While our findings suggest that SALL4 might play roles in leukemogenesis of precursor B-cell lymphoblastic leukemia/lymphomas, this novel oncogene is not expressed in precursor T-cell lymphoblastic leukemia/lymphomas. These findings suggest that the pathogenesis of precursor B-cell lymphoblastic leukemia/lymphomas is different from that of precursor T-cell lymphoblastic leukemia/lymphomas. Also in parallel with these findings, the vast majority of the chronic myeloid leukemia cases that transform into acute leukemia are rarely T-cell lymphoblastic leukemia/lymphomas, but rather acute myeloid leukemia or precursor B-cell lymphoblastic leukemia/lymphomas. These observations may be explained by a common pathway shared by the leukemogenesis of precursor B-cell lymphoblastic leukemia/lymphomas and acute myeloid leukemia. Recently, a B-cell/myeloid common progenitor that gives rise to both B and myeloid lineages has been identified as a population CD34+CD19+CXCR4− in humans and c-Kit+B220+CD19− in mice.30, 31 Additional evidence supporting the existence of a B-cell/myeloid common progenitor comes from a functional study of the transcription factor PU.1 in hematopoiesis.32, 33 When PU.1 was homozygously deleted in a murine model, no B cells, macrophages, or granulocytes could be detected, and the animals were anemic.32 One explanation for this observed phenotype in PU.1-knockout mice is that PU.1 is essential to the differentiation of B-cell and myeloid lineages, but not that of T-cells. Therefore, on the basis of SALL4's similar expression patterns in acute myeloid leukemia and B-cell lymphoblastic leukemia/lymphomas, we hypothesize that SALL4 (in analogy to PU.1) is required for the development of the B-cell/myeloid common progenitor, and dysregulation of its expression can lead to maturation arrest of these cells and predisposing to leukemogenesis of acute myeloid leukemia and precursor B-cell lymphoblastic leukemia/lymphomas. While the precise stage position of B-cell/myeloid common progenitor population needs further definition within the hematopoietic paradigm, the identification of these B/myeloid common progenitors support the concept that the development of the B-cell and the myeloid lineages is more closely related than that of either cell type with the T-cell development.

While our data may implicate the role of SALL4 in leukemogenesis of precursor B-cell lymphoblastic leukemia/lymphomas, a small subset of these cases had no evidence of SALL4 expression, either at the mRNA or protein levels. These findings suggest the pathogenesis of precursor B-cell lymphoblastic leukemia/lymphomas is heterogeneous. Larger studies with more cases will be required to compare SALL4-positive and SALL4-negative cases, in terms of morphology, cytogenetics, patient age, and clinical outcome.

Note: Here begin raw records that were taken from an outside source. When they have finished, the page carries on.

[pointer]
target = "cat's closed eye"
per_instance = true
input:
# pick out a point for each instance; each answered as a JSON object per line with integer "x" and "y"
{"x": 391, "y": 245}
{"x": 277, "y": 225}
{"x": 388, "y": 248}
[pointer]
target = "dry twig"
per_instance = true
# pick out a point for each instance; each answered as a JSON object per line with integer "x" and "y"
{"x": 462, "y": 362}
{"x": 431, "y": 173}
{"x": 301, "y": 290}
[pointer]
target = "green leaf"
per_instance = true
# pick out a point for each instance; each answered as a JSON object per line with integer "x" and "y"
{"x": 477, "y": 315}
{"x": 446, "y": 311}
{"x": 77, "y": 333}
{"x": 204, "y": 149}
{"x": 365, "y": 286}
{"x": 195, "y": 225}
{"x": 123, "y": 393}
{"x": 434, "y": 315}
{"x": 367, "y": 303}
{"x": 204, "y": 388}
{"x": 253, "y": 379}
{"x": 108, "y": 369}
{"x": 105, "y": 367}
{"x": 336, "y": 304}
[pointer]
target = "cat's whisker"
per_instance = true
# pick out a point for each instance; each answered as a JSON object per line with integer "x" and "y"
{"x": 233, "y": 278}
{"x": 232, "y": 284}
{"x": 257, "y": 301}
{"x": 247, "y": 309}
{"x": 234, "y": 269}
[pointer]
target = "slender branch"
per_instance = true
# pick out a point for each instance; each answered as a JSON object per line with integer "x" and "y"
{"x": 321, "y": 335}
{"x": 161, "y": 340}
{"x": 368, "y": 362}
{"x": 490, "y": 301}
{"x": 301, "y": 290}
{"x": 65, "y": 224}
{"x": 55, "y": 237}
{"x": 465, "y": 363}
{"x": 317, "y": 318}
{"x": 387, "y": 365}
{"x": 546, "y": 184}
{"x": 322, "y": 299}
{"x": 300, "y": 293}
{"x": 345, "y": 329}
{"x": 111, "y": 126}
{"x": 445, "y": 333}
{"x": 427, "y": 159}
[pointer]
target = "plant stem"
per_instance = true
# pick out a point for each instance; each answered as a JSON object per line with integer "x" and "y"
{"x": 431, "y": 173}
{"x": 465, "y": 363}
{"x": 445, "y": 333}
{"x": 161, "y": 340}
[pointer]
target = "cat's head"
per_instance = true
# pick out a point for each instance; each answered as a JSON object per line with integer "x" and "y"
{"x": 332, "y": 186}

Lastly, our data suggest that SALL4 may be diagnostically useful due to its high specificity to acute myeloid leukemia and precursor B-cell lymphoblastic leukemia/lymphomas. Similar to terminal deoxynucleotidase, SALL4 appears to be a marker for immaturity and thus is useful in distinguishing precursor B-cell lymphoblastic leukemia/lymphomas from other aggressive B-cell lymphoma such as Burkitt's lymphoma.